08 | 10 | 2019   18.25H
José Luís Seixas
Declaração de interesses: tenho a maior simpatia pelos pais e irmãos de Assunção Cristas. Em nada, porém, esta particular circunstância inibe o meu juízo sobre a sua liderança do CDS que ontem viu o seu decesso. Assunção Cristas, por ingenuidade ou excessiva confiança, esqueceu regras elementares desde o início do seu consulado: Primeira: um partido, como qualquer organização, conquista-se; não se aceita como legado a benefício de inventário. Assunção recebeu-o das mãos de Portas, ungida por Portas e, claro, condicionada por Portas. Segunda: um líder afirma-se pela escolha da sua equipa, constituída por quem não partilha lealdades nem devoções.

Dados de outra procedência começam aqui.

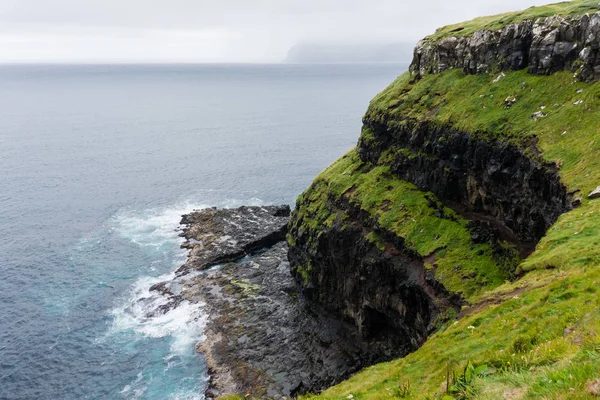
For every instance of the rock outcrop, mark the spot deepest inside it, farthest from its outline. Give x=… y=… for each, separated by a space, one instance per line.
x=262 y=338
x=385 y=290
x=483 y=179
x=217 y=236
x=545 y=45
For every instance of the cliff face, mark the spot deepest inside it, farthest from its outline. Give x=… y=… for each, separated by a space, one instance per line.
x=460 y=173
x=544 y=45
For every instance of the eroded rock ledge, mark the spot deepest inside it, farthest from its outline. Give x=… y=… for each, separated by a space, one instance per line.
x=263 y=338
x=490 y=180
x=545 y=45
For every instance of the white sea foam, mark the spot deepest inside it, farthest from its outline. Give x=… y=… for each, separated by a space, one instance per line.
x=183 y=324
x=153 y=227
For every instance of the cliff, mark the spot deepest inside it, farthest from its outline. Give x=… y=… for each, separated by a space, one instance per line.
x=463 y=230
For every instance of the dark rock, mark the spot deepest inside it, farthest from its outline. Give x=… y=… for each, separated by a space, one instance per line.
x=545 y=46
x=489 y=178
x=219 y=236
x=387 y=294
x=264 y=339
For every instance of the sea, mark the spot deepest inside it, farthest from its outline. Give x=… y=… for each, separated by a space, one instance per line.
x=97 y=165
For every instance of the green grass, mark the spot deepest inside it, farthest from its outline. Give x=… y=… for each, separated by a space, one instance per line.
x=475 y=104
x=566 y=9
x=539 y=336
x=399 y=207
x=539 y=344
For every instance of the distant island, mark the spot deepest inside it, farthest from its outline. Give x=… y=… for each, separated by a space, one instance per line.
x=306 y=53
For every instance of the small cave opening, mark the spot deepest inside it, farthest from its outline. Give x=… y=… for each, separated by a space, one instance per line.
x=376 y=324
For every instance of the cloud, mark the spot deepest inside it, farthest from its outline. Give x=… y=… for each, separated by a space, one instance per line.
x=214 y=31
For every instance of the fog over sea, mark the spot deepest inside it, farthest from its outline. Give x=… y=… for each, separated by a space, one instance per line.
x=98 y=163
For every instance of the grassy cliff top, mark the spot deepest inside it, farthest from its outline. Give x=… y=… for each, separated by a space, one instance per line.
x=566 y=9
x=559 y=113
x=537 y=337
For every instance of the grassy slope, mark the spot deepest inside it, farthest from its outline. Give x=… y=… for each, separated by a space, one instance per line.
x=540 y=336
x=401 y=208
x=565 y=9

E, nunca por nunca, se faz rodear dos que serviram a anterior liderança que assim permanece presente, controladora, juguladora. Terceira: o líder não copia modelos de poder pessoal. Cria e cultiva o seu estilo e, num partido ideologicamente marcado como o CDS, não pode fazer aggiornamentos insuficientemente explicados na procura duma falsa modernidade que, depois, colide com o fio de prumo e com as expectativas de militantes e eleitores. Quarta: as bases não se desprezam nem se ignoram com um sorriso. Quinta: o CDS sempre foi um partido que se afirmou, viveu e cresceu com gente com “mundo” e profissão, não dependentes da política, da assessoria, do óbolo. Daí ser designado como “partido de quadros”. O que se perdeu. Funcionalizou-se. E hoje contempla-se uma realidade nova constituída por dirigentes sem passado, sem identificação profissional e sem as provas da vida comum dadas com mérito. Assunção esqueceu estas cinco regras simples. Não superou as vicissitudes que os condicionamentos do aparelho herdado lhe criaram. E assim sucumbiu. Nenhum democrata se deve satisfazer com este insucesso. Portugal precisa do CDS como voz tribunícia da democracia cristã, dos novos pobres e das classes médias maltratadas. Espera-se que, um dia depois do funeral do seu fundador, não tenha colapsado em definitivo e tenha a audácia da introspecção generosa que se impõe. Arrumando a casa e procurando nova gente sem os tiques do caciquismo e do poder. Com passado, vida e curriculum. Reassumindo, sem equívocos, o seu legado histórico na defesa intransigente do personalismo, da democracia cristã e da economia social de mercado. O autor escreve segundo a antiga ortografia.